In kurzen Szenen aus der Influencerwelt, die jedem Kapitel vorangestellt sind, zeigen Nymoen und Schmitt, dass die genaue Betrachtung des Phänomens Influencer vollends genügt, um die Eindimensionalität der »lebenden Litfaßsäulen« festzustellen. Doch leistet das Buch mehr, denn eine solche Eindimensionalität können sich in diesen Tagen selbst Influencer nicht mehr leisten, weshalb in unregelmäßigen Abständen Tiefe und Anteilnahme vorgegaukelt werden müssen, etwa im Engagement für eine bessere Welt im Namen des Klimas und »woken« Themen wie Diversity oder Antirassismus: »Die Influencer posteten am #BlackoutTuesday auf Instagram keine Storys und keine Fotos, nur eine schwarze Kachel wurde geteilt. Die offizielle Botschaft lautete: ›Wir hören euch zu‹, doch selbst diese Passivität konnte nicht ohne Verweis auf das gewissenhafte Verhalten der Netzstars stattfinden.« Stolz versichert man einander anschließend, wieviel man dabei gelernt habe. Hauptsache, die Klickmaschine läuft.

So wird noch fleißig vom Elend der Welt profitiert, wo man womöglich tatsächlich glaubt, etwas Gutes zu tun.
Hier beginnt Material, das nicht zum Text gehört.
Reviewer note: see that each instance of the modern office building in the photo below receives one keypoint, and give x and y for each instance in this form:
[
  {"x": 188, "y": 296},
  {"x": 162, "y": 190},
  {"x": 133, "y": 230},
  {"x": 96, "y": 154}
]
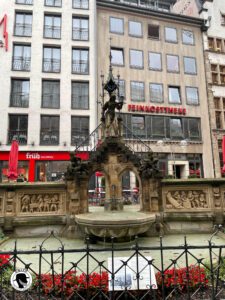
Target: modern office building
[
  {"x": 159, "y": 57},
  {"x": 213, "y": 13},
  {"x": 47, "y": 82}
]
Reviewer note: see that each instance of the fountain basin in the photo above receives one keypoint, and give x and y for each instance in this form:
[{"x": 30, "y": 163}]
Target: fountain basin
[{"x": 116, "y": 224}]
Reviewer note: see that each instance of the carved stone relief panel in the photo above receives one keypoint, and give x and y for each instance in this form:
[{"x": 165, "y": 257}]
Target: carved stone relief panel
[
  {"x": 10, "y": 203},
  {"x": 187, "y": 199},
  {"x": 41, "y": 203}
]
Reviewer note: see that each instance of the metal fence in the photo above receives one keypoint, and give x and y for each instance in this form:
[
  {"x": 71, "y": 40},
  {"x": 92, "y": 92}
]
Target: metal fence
[{"x": 116, "y": 272}]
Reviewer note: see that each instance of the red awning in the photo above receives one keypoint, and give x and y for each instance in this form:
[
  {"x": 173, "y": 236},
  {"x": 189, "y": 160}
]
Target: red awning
[{"x": 13, "y": 161}]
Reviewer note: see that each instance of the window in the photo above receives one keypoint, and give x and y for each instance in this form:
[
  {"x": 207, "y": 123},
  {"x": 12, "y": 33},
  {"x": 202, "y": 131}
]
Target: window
[
  {"x": 18, "y": 128},
  {"x": 52, "y": 60},
  {"x": 194, "y": 128},
  {"x": 56, "y": 3},
  {"x": 122, "y": 89},
  {"x": 155, "y": 61},
  {"x": 49, "y": 130},
  {"x": 190, "y": 65},
  {"x": 27, "y": 2},
  {"x": 188, "y": 37},
  {"x": 52, "y": 27},
  {"x": 153, "y": 31},
  {"x": 20, "y": 90},
  {"x": 80, "y": 95},
  {"x": 80, "y": 61},
  {"x": 137, "y": 91},
  {"x": 23, "y": 24},
  {"x": 50, "y": 93},
  {"x": 174, "y": 95},
  {"x": 116, "y": 25},
  {"x": 80, "y": 29},
  {"x": 80, "y": 130},
  {"x": 158, "y": 127},
  {"x": 21, "y": 58},
  {"x": 172, "y": 63},
  {"x": 81, "y": 4},
  {"x": 136, "y": 59},
  {"x": 156, "y": 92},
  {"x": 170, "y": 34},
  {"x": 176, "y": 130},
  {"x": 138, "y": 125},
  {"x": 192, "y": 95},
  {"x": 135, "y": 28},
  {"x": 117, "y": 56}
]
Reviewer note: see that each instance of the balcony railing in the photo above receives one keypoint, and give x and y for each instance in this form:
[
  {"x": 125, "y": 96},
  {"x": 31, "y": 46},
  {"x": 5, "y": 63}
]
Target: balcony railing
[
  {"x": 29, "y": 2},
  {"x": 49, "y": 138},
  {"x": 80, "y": 34},
  {"x": 53, "y": 32},
  {"x": 20, "y": 135},
  {"x": 83, "y": 4},
  {"x": 23, "y": 29},
  {"x": 21, "y": 64},
  {"x": 19, "y": 100},
  {"x": 80, "y": 67},
  {"x": 52, "y": 65}
]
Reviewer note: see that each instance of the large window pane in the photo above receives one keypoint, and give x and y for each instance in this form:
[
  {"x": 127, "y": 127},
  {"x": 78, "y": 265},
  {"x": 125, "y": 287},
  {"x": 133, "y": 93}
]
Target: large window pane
[
  {"x": 158, "y": 127},
  {"x": 190, "y": 65},
  {"x": 135, "y": 28},
  {"x": 117, "y": 56},
  {"x": 176, "y": 130},
  {"x": 116, "y": 25},
  {"x": 155, "y": 61},
  {"x": 174, "y": 95},
  {"x": 170, "y": 34},
  {"x": 156, "y": 92},
  {"x": 136, "y": 59},
  {"x": 80, "y": 95},
  {"x": 50, "y": 94},
  {"x": 172, "y": 63},
  {"x": 192, "y": 95},
  {"x": 137, "y": 91}
]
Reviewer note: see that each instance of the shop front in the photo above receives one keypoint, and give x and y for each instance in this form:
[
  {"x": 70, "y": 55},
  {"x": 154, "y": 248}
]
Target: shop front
[{"x": 39, "y": 166}]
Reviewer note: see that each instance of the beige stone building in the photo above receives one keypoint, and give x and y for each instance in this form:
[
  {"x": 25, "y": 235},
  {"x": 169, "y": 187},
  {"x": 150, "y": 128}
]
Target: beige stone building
[{"x": 159, "y": 57}]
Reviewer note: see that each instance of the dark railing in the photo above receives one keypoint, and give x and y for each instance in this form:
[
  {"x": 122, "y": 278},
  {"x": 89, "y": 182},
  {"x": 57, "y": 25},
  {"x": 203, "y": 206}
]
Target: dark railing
[
  {"x": 23, "y": 29},
  {"x": 49, "y": 138},
  {"x": 53, "y": 3},
  {"x": 80, "y": 67},
  {"x": 19, "y": 100},
  {"x": 117, "y": 272},
  {"x": 20, "y": 64},
  {"x": 51, "y": 65},
  {"x": 53, "y": 32},
  {"x": 20, "y": 135},
  {"x": 80, "y": 34},
  {"x": 24, "y": 2},
  {"x": 83, "y": 4}
]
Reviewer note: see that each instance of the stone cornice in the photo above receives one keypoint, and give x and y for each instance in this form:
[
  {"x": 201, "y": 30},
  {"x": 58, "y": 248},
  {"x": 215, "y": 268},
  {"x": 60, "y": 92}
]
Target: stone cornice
[{"x": 151, "y": 12}]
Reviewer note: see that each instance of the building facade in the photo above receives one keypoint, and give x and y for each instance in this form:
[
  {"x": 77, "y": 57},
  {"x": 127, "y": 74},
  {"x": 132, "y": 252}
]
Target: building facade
[
  {"x": 159, "y": 58},
  {"x": 48, "y": 82}
]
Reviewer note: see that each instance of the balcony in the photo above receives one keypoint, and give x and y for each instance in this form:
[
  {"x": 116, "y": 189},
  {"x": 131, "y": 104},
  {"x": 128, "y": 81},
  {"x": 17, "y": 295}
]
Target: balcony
[
  {"x": 21, "y": 64},
  {"x": 49, "y": 137},
  {"x": 20, "y": 135},
  {"x": 19, "y": 100},
  {"x": 52, "y": 65},
  {"x": 80, "y": 67}
]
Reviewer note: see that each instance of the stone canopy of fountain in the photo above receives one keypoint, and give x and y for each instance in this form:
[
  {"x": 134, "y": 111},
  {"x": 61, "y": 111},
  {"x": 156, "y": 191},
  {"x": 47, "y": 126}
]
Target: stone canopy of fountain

Außerdem gehen Nymoen und Schmitt der Frage nach, warum sich in der Sphäre der Influencer sexistische Strukturen und eine entsprechende Ästhetik herausbilden, Stichwort male gaze, und alte Rollenbilder geradezu vorgelebt werden. Und es wird deutlich, wie gerade im ständigen Gerede um vermeintlich politische und kritische Inhalte in erster Linie einer Entpolitisierung des Politischen Vorschub geleistet wird.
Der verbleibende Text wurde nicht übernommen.